Those of us who wear glasses know that the world looks very different depending on whether or not we have our glasses on. And they have to be OUR glasses. We can’t really see the world well through someone else’s prescription glasses.
Several years ago someone I know dropped their glasses into the water while out boating about a week before they were to have eye surgery. Being a practical person they didn’t want to spend the money for a new pair of glasses for only a few days use. They knew their prescription would change dramatically because of the planned surgery.
However, their pre-vision surgery was very poor and therefore their ability to effectively function was seriously compromised. They couldn’t drive and they couldn’t read, so even if they were able to get to their office they couldn’t actually do their work.
They were a member of a community organization that collected used eyeglasses for people who were in need of them, so they decided to see if they could find a pair among the donated glasses that might get them through the few days they would need them and then return them.
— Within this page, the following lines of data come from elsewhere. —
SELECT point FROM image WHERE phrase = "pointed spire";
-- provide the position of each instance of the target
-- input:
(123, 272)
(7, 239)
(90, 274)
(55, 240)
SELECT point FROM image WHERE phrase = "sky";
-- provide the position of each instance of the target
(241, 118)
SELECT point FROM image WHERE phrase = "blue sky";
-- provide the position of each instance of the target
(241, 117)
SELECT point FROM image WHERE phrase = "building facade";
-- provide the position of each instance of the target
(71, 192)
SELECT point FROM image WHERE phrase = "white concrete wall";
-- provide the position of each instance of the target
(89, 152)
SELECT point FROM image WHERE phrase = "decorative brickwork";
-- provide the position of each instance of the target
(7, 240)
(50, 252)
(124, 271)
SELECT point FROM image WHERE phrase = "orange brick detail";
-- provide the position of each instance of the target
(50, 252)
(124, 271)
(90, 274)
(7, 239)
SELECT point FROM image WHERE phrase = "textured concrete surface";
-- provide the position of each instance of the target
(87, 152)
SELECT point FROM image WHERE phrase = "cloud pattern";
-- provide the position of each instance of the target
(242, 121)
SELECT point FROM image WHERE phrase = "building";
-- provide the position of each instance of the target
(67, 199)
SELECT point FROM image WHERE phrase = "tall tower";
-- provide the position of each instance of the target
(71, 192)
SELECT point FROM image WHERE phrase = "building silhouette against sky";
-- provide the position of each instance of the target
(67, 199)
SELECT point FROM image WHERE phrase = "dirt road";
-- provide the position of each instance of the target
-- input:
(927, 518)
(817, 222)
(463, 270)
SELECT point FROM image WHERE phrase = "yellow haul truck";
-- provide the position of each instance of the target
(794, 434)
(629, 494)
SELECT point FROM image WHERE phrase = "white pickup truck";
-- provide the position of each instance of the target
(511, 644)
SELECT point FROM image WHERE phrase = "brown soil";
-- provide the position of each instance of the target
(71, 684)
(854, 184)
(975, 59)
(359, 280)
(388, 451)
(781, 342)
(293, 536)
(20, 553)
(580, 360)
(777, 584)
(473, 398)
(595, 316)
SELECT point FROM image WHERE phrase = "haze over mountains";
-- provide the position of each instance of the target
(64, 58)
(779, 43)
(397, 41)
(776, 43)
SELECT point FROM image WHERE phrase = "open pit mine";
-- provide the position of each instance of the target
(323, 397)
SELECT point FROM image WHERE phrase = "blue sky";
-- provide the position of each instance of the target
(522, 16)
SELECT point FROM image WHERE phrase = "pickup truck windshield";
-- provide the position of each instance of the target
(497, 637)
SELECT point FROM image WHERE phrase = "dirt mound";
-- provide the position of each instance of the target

Amazingly they were able to find a pair that would work for them – sort of. The prescription in one lens was great. The other lens didn’t work so well. In fact, if they didn’t keep that eye closed when they were wearing the glasses they developed a terrible headache.
There is a lesson in there as we struggle through times of growing in understanding the lenses that those different from ourselves experience the world through.
Each of us comes to the table with a past filled with our own unique set of experiences. That doesn’t mean that one of us has the “right” experiences and the other has the “wrong” experiences. They are simply experiences and they are our own. These experiences in our life help form our ideas about what the world is like.
Our job is not to grab another’s glasses away and put them on ourselves. Our job is to listen to them as they tell us what they see through their glasses.
No matter how good our intent, we can’t see as they do through their glasses. But perhaps if we listen to them telling us what they see through their glasses, we can begin to notice and recognize their view through our glasses.
It is only when we can actually begin to see what the world looks like to another through our own glasses that we are changed and can truly empathize with another with a different prescription – a different perspective.
God has given us not only eyes to see, but ears to hear and hearts to love one another. When we use our eyes, ears and hearts to truly see another’s perspective we can reach out in love to those who we find very different from us.